# How do you predict the hybridisation of an atom in a molecule?

## For example, the $N$ atom in Pyridine is $s {p}^{2}$ hybridised. But how do you find that?

Jun 24, 2016

You look at the number of electron groups. There's more to it than that, but at a basic level...

The number of electron groups equals the number of orbitals used to construct the hybridized orbitals.

You might find it useful to look over this answer as well.

PYRIDINE HYBRIDIZATION

In pyridine, what you have on the $\text{N}$ atom is that the major resonance structure of pyridine has $\text{N}$ with three electron groups:

• one connected to a carbon via a single bond
• one connected to a carbon via a double bond
• one that is a lone pair of electrons

With three electron groups, you have the $2 s$ and two $2 p$ orbitals hybridizing, for a total of three $s {p}^{2}$ hybridized orbitals.

ORBITAL PERSPECTIVE OF PYRIDINE

Actually, the $\text{N}$ atom has:

• two hybridized $s {p}^{2}$ atomic orbital lobes partially occupied with one electron (both used to $\sigma$ bond).
• one unhybridized $2 {p}_{z}$ atomic orbital lobe partially occupied with one electron (used to $\pi$ bond within the ring), perpendicular to the ring.
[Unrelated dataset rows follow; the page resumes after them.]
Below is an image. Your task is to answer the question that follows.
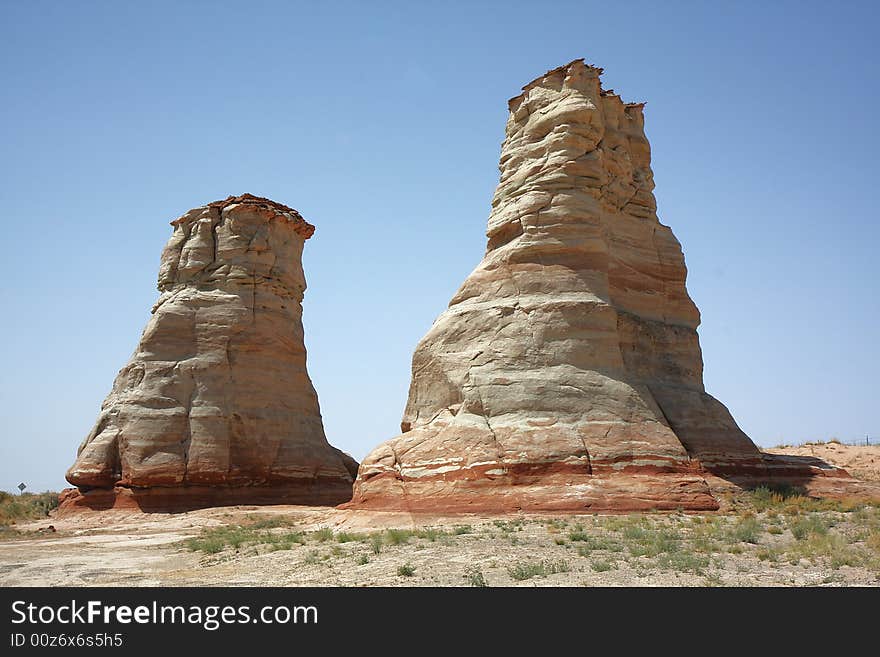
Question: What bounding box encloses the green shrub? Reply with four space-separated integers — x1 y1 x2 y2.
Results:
507 561 571 581
464 566 488 588
0 491 58 526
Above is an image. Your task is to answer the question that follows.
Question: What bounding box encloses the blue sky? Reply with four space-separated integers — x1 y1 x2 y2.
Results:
0 0 880 490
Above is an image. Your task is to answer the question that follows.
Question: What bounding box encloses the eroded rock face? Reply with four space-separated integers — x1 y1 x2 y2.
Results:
352 60 766 511
67 194 357 508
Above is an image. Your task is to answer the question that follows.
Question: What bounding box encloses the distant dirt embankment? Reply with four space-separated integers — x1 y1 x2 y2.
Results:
764 442 880 481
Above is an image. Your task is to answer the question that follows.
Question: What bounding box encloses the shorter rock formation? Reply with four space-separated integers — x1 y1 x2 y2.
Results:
63 194 357 510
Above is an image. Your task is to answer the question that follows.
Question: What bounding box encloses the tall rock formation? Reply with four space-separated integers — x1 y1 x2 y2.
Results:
352 60 766 511
65 194 357 509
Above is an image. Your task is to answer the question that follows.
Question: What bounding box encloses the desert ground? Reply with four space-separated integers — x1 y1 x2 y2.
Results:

This is not included in the counting of electron groups, because it isn't hybridized.
• one hybridized nonbonding $s {p}^{2}$ atomic orbital lobe (the third one of three) that holds the lone pair, parallel to the ring.

Let's fill in the missing $s {p}^{2}$ orbitals and see how they would look.

The $s {p}^{2}$ hybridization occurs because carbon needs to bond with nitrogen in a diagonal (off the Cartesian coordinate axes) manner in 2 dimensions (on the $x y$-plane).

The $2 {p}_{x}$ and $2 {p}_{y}$ orbitals of neither nitrogen nor carbon were pointed in that diagonal direction to begin with, and in a compound like pyridine, a $2 {p}_{x}$ orbital is not compatible with a $2 {p}_{y}$ orbital.

So, they, along with the $2 s$ orbital, hybridized with each other, to make three $s {p}^{2}$ hybridized orbitals.

The hybridization must occur to make diagonal bonds that are all identical in energy and look.

The $2 {p}_{z}$ orbitals of nitrogen and carbon are compatible with each other, so there was no need to hybridize with the third $2 p$ orbital (the $2 {p}_{z}$) as well. There was no need to achieve $s {p}^{3}$ hybridization with only three electron groups required.